Differential STEC (dSTEC) align in STFD-KMIT (top) and AERO-KMIT (bottom) direction

Fig. 5
figure 5

Ionospheric delay gradient (∇I) align in STFD-KMIT (top) and AERO-KMIT (bottom) direction

Fig. 6
figure 6

Probability mass functions (PMFs) of ionospheric delay gradient (∇I) in STFD-KMIT (top) and AERO-KMIT (bottom) direction

The ∇I trends of both directions look similar with the fluctuation starting around 13:30 UT and becoming flat at 20:00 UT. The maximum ∇I can reach 107.7 mm/km at AERO-KMIT direction observed from PRN29 around 14:30 UT. For STFD-KMIT direction, the PRN21 gives the maximum ∇I = − 95.23 mm/km at 16:00 UT. In addition, the ∇I fluctuation of some satellites (for example, PRN9 (green) and PRN14 (pink)) evidently show the different patterns.

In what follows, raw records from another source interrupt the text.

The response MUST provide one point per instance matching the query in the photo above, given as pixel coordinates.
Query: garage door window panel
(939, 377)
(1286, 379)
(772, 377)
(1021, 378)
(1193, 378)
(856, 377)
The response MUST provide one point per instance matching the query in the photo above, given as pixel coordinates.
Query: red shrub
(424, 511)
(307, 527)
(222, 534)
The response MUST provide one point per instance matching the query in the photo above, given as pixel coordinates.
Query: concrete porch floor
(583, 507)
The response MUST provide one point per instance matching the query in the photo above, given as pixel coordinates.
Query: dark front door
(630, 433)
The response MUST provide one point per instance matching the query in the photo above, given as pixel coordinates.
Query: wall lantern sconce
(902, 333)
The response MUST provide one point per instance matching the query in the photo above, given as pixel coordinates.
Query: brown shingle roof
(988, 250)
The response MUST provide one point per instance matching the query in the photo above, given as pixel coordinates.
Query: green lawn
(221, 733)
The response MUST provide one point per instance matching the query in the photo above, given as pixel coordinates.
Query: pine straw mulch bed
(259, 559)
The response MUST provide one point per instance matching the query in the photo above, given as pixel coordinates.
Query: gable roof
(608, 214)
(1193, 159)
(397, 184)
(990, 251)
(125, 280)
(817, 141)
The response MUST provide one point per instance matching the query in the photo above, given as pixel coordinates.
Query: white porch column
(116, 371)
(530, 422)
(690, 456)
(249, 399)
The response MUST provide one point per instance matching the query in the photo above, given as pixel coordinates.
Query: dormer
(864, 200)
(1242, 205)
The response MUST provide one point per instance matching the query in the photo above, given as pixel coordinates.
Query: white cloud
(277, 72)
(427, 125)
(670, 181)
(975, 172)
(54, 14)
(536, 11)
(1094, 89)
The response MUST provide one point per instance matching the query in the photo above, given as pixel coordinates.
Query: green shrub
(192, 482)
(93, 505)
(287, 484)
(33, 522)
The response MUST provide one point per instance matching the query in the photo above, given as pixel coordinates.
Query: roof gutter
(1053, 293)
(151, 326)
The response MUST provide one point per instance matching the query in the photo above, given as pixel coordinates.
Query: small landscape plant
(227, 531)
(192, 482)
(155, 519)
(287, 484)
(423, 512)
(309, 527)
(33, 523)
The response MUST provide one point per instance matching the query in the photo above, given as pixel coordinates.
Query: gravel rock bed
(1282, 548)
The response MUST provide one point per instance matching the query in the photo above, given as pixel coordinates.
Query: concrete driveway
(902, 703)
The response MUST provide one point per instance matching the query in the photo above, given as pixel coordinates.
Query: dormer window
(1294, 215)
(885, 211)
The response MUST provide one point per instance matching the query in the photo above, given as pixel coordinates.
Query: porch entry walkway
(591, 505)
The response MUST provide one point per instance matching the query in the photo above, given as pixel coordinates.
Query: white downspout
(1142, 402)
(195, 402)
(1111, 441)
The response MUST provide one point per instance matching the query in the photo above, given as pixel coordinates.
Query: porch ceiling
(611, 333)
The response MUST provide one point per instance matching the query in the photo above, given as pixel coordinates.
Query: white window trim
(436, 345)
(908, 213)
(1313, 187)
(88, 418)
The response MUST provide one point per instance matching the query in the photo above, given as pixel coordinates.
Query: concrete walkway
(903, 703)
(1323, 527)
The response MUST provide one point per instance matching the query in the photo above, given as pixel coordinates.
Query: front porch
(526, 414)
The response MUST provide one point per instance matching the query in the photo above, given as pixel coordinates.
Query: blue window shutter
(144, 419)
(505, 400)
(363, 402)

This can be due to the combination effect of IPP (Ionospheric Pierce Point) motions and plasma bubble movement. In order to evaluate the effects of plasma bubble on GBAS, the current plasma bubble model applies a rectangular depletion shape of electron density to simulate the worst case of positioning error [4]. However, the ∇I results show that they have the complicated variation corresponding to the complex shapes of plasma bubble. Figure 6 shows the probability mass functions (PMFs) of the ionospheric delay gradient (∇I) of both directions. The average and standard deviation of ∇I in STFD-KMIT and AERO-KMIT directions are 1.16 and −1.36 mm/km, 12.52 and 7.81 mm/km, respectively. The distribution centers of both directions are close to zero. The deviation of both directions look symmetrical with the STFD-KMIT direction showing more deviation than AERO-KMIT direction, probably cause by the moving of plasma bubble in the zonal direction. In order to support all possibilities of ionospheric delay gradient on this day, the local ionospheric threat model should cover the lower and upper bound of these PMFs, which are −95.23 to 107.7 mm/km. For the GAST-D (GBAS Approach Service Type D), which is the single-frequency GBAS support for CAT II/III, the current SARPs (Standards and Recommended Practices) requires the ionospheric delay gradient shall be less than 300 mm/km [9]. Although, the observed ionospheric delay gradients during plasma bubble occurrence in this study are lower than the requirement threshold, the monitoring stations should continue to investigate more data sets to identify the possible extreme events within this region.

5 Conclusion

The ionospheric delay gradient is an important parameter for integrity and availability monitoring of GBAS. The equatorial and low-latitude regions are well known to have the plasma bubble phenomenon which may potentially degrade the GBAS system performance. In this work, we have analyzed the ionospheric delay gradient from three monitoring stations near Suvarnabhumi airport in Bangkok, Thailand. The results show the ionospheric delay gradient at the west–east and south–north directions can vary from −95.23 to 107.7 mm/km on the studied day in September equinox.